History

United States
- Name: Zenobia
- Owner: Daniel Pinckney Parker, Boston
- Builder: J. Stetson, Medford, MA
- Launched: 1836
- Fate: Wrecked April 20, 1858

General characteristics
- Class & type: Full-rigged ship
- Tons burthen: 630 tons

= Zenobia (1836 ship) =

Zenobia was full-rigged ship built in Medford, Massachusetts, in 1837. She was known for transporting a cargo of ice from Sitka, Alaska, to San Francisco, California.

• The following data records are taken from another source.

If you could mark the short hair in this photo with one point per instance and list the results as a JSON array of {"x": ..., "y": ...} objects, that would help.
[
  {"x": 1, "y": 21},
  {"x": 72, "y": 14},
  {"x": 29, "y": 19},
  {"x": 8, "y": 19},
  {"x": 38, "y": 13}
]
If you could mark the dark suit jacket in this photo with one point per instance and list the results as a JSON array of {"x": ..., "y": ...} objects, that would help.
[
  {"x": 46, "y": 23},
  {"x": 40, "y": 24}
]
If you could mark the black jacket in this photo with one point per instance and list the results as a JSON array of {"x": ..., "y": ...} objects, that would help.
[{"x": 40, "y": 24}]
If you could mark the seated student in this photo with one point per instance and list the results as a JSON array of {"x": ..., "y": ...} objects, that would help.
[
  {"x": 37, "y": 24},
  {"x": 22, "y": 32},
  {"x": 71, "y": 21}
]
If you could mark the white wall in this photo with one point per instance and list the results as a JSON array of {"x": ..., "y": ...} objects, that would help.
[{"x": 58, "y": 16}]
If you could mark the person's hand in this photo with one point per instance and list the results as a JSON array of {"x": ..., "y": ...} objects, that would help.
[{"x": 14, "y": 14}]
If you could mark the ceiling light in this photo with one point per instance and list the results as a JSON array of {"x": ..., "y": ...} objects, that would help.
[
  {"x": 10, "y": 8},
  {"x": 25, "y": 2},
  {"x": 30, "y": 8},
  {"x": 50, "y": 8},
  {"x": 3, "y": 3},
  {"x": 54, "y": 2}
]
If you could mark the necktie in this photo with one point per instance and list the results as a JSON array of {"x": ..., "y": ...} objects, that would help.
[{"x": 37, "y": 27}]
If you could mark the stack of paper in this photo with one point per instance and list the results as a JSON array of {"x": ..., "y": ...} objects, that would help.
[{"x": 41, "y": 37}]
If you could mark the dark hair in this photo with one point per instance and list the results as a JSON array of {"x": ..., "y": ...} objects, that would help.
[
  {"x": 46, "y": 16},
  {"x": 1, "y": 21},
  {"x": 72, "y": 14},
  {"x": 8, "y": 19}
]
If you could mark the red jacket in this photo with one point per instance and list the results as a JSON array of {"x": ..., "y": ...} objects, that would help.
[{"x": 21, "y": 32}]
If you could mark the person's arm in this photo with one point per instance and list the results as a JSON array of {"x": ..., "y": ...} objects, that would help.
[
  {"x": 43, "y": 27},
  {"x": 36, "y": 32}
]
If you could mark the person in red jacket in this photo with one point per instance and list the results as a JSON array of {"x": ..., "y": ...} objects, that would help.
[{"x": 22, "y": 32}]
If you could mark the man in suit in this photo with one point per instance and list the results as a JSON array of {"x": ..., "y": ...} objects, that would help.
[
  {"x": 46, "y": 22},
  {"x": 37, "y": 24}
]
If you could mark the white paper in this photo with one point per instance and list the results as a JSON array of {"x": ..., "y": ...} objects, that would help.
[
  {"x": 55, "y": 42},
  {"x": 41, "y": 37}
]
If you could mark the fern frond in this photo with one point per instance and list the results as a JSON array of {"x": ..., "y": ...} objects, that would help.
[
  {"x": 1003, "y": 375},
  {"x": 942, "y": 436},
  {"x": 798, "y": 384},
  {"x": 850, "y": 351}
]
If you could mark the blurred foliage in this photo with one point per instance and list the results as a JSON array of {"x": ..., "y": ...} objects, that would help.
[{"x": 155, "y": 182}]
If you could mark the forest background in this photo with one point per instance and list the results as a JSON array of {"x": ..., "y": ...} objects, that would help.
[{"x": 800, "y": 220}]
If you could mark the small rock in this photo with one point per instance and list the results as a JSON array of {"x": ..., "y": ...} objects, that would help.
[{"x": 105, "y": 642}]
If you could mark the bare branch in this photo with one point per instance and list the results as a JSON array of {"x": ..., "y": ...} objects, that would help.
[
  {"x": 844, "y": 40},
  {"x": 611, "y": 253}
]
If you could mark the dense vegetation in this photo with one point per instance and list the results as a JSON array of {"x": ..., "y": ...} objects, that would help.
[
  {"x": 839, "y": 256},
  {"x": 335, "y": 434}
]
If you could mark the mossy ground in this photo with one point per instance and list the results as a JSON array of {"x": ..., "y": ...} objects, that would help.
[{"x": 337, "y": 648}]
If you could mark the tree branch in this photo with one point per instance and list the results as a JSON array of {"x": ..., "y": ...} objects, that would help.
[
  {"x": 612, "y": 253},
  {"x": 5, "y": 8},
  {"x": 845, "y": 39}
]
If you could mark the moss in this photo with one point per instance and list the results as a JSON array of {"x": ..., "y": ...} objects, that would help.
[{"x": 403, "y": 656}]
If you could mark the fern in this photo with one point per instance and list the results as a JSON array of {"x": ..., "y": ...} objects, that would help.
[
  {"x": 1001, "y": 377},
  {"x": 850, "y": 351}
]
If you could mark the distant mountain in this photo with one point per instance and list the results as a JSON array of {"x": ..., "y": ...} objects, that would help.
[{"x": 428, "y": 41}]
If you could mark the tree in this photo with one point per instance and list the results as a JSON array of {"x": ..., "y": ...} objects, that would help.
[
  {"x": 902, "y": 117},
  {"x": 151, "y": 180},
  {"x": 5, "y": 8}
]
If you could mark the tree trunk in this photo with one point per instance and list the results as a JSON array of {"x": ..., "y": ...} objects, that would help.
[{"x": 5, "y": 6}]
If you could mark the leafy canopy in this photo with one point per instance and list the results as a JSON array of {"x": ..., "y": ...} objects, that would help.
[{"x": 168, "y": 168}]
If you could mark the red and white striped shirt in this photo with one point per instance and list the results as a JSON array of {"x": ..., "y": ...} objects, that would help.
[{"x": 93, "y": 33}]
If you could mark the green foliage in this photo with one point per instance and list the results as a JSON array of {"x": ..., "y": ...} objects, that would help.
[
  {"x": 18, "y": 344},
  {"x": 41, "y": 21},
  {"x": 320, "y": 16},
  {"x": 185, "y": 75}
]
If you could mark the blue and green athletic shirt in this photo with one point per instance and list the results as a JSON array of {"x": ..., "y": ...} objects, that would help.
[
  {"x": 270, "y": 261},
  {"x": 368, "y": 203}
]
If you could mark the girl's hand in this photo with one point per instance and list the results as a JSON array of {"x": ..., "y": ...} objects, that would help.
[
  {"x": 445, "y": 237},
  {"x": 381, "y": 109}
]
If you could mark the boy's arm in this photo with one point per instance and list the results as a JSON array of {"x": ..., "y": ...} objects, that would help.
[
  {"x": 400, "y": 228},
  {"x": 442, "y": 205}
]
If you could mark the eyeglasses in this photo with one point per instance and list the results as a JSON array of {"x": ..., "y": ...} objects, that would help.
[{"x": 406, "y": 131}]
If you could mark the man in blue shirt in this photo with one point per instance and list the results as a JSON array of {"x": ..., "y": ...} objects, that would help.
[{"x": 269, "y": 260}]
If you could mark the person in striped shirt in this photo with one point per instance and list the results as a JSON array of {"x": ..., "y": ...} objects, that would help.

==Voyages under Capt. Lovejoy==
Captain H. B. Lovejoy, mate of Zenobia, was for many years a well-known maritime pilot on Puget Sound. He was born in Maine in 1805, spent the early part of his life after leaving home in the United States Navy, and came to the United States Pacific Coast in 1849. After a short stay in the mines he began sailing out of San Francisco to southern ports. He was for several years master of the bark Chalcedony, a famous northern trader in her day, and in 1858 was in the service of the Russian-American Trading Company, running between San Francisco and Alaska on Zenobia. He continued in this service until Zenobia was wrecked near San Francisco, when he went to Puget Sound and commenced piloting and steamboating. He died at Coupeville. Washington Territory, on July 6, 1872.

==Loss of the ship==
Zenobia, which had been sailing between Alaska and San Francisco in the service of the Russian-American Ice Company for several years, was lost off Point Bonita, California, on April 20, 1858, while attempting to sail into the entrance to San Francisco Bay without a pilot. She was under the command of Captain Tilden, was deeply loaded with ice. and struck a rock with such force that she became a complete wreck.